Physical interpretation of a determinate?

[Xyius]

I just finished my first Linear Algebra class and loved it. There is one thing we didn't go over much though. What exactly IS a determinate? Is there a physical interpretation? Or is it just an operator that has these special properties?

Thanks!
~Matt

 

[Mark44]

You mean determinant. There are many kinds of determinant, one for 2 X 2 matrices, one for 3 x 3 matrices, and so on. You can think of a determinant as a function that maps a square matrix of a particular size to an element of some field (e.g., the reals or the complex numbers).

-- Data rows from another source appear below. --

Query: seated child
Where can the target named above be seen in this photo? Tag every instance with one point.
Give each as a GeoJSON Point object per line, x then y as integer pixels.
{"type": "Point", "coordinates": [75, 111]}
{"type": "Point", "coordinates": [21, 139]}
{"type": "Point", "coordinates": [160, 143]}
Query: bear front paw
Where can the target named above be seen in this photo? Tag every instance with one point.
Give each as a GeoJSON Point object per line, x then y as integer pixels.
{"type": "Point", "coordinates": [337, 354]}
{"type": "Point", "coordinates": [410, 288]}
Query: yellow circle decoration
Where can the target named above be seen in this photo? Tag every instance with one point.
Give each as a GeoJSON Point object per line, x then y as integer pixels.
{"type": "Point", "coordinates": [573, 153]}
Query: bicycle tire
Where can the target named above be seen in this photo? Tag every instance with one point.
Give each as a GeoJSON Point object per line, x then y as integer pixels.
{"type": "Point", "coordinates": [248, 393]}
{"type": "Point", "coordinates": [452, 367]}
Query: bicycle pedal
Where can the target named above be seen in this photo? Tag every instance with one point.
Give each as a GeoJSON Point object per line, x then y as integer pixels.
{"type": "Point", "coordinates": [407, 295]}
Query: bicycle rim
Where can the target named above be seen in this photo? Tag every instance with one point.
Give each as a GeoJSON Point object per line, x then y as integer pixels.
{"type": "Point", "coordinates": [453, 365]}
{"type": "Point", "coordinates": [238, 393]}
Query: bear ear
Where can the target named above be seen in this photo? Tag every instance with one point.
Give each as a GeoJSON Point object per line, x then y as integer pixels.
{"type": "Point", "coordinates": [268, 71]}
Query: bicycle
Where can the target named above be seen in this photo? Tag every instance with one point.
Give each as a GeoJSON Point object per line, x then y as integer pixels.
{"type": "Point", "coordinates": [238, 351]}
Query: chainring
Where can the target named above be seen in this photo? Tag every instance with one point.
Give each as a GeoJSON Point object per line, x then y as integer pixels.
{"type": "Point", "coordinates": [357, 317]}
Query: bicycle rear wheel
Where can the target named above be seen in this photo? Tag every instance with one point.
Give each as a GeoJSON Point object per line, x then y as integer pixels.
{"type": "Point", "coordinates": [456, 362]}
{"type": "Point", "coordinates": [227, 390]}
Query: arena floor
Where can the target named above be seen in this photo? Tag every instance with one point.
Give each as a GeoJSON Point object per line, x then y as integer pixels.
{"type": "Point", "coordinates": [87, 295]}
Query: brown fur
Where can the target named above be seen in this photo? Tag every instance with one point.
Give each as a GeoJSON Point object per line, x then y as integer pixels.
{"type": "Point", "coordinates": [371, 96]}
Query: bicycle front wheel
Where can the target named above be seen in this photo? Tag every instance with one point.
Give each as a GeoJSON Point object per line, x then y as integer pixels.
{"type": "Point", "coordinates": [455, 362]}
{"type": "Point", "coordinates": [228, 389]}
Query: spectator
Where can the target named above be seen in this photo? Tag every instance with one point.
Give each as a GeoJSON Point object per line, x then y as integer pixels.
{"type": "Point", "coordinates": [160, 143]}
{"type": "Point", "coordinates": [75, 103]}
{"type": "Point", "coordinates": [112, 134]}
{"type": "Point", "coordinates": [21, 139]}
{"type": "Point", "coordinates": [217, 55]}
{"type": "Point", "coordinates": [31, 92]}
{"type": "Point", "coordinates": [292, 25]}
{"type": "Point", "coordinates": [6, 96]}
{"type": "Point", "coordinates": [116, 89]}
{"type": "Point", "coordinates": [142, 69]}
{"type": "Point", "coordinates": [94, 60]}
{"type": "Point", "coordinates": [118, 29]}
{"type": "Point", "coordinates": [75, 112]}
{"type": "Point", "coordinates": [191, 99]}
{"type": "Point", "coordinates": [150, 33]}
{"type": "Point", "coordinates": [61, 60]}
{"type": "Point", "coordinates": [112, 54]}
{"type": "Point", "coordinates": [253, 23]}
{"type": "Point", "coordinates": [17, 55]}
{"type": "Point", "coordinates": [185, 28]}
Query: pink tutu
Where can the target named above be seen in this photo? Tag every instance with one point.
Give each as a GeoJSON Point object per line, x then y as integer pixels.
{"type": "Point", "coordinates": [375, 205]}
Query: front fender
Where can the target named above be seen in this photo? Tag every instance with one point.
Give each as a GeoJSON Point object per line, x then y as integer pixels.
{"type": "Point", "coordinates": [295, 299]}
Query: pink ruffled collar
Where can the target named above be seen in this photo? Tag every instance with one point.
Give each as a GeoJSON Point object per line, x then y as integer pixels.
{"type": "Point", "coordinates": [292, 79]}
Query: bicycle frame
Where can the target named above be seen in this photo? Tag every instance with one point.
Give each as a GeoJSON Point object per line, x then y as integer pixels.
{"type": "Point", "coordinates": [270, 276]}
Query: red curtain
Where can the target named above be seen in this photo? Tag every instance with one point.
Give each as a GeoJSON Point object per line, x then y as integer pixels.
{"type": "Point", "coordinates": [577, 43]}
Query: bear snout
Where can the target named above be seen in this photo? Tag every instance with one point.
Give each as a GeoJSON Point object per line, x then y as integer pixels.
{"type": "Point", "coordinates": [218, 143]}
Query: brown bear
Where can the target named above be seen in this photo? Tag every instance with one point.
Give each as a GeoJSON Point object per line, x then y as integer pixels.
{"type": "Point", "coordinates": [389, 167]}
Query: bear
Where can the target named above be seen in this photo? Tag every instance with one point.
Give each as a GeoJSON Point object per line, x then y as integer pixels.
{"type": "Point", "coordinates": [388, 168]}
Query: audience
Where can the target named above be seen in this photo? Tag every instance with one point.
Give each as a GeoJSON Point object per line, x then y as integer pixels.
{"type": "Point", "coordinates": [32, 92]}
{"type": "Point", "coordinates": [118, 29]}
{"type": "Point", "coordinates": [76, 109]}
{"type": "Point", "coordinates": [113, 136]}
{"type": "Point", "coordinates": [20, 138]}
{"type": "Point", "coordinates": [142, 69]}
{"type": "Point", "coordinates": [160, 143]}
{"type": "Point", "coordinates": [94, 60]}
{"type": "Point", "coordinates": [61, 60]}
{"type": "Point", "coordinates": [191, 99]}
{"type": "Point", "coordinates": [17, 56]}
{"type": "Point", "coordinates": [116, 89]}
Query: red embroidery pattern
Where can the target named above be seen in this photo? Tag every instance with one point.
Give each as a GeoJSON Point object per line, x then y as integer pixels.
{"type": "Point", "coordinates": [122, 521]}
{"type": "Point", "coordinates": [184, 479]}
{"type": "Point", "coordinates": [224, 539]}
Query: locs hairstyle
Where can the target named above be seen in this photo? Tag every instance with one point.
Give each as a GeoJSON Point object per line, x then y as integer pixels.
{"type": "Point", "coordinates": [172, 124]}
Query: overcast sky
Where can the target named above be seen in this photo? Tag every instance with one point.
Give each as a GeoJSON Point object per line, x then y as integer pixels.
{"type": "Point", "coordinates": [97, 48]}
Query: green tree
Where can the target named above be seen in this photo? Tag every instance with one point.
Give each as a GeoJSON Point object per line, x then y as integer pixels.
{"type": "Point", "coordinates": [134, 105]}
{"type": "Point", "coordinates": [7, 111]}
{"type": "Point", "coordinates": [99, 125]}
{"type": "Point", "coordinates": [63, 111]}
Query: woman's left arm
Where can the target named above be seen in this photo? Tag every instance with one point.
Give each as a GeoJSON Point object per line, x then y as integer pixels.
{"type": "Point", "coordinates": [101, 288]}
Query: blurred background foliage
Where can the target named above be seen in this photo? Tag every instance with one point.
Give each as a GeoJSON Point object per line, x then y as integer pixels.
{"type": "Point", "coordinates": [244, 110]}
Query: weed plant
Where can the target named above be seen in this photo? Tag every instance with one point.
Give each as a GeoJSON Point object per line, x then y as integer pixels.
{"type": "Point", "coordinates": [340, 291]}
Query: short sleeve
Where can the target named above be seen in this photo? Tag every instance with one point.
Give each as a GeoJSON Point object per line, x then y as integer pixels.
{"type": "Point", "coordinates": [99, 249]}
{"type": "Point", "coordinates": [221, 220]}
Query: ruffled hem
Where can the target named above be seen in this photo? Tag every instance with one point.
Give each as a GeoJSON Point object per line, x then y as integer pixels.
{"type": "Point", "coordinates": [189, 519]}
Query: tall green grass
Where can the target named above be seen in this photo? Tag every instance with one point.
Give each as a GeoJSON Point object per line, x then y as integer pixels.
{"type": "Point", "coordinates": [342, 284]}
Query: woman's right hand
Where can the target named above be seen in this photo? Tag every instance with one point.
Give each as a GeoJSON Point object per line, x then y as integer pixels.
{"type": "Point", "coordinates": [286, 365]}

AFAIK, there isn't any physical interpretation of a determinant.

 

[HallsofIvy]

No mathematical concept has one "physical interpretation" but can be given many physical interpretations by applying them to different physical situations.

One physical interpretation of the determinant is this: if a "prism" (a solid like a "tilted" rectangular solid) has edges at one point given by a\vec{i}+ b\vec{j}+ c\vec{k}, d\vec{i}+ e\vec{j}+ f\vec{k}, and g\vec{i}+ h\vec{j}+ i\vec{k} then its volume is the determinant
\left|\begin{array}{ccc}a & b & c \\ d & e & f\\ g & h & i\end{array}\right|

That, or variations on it, often show up in calculating "tensor densities".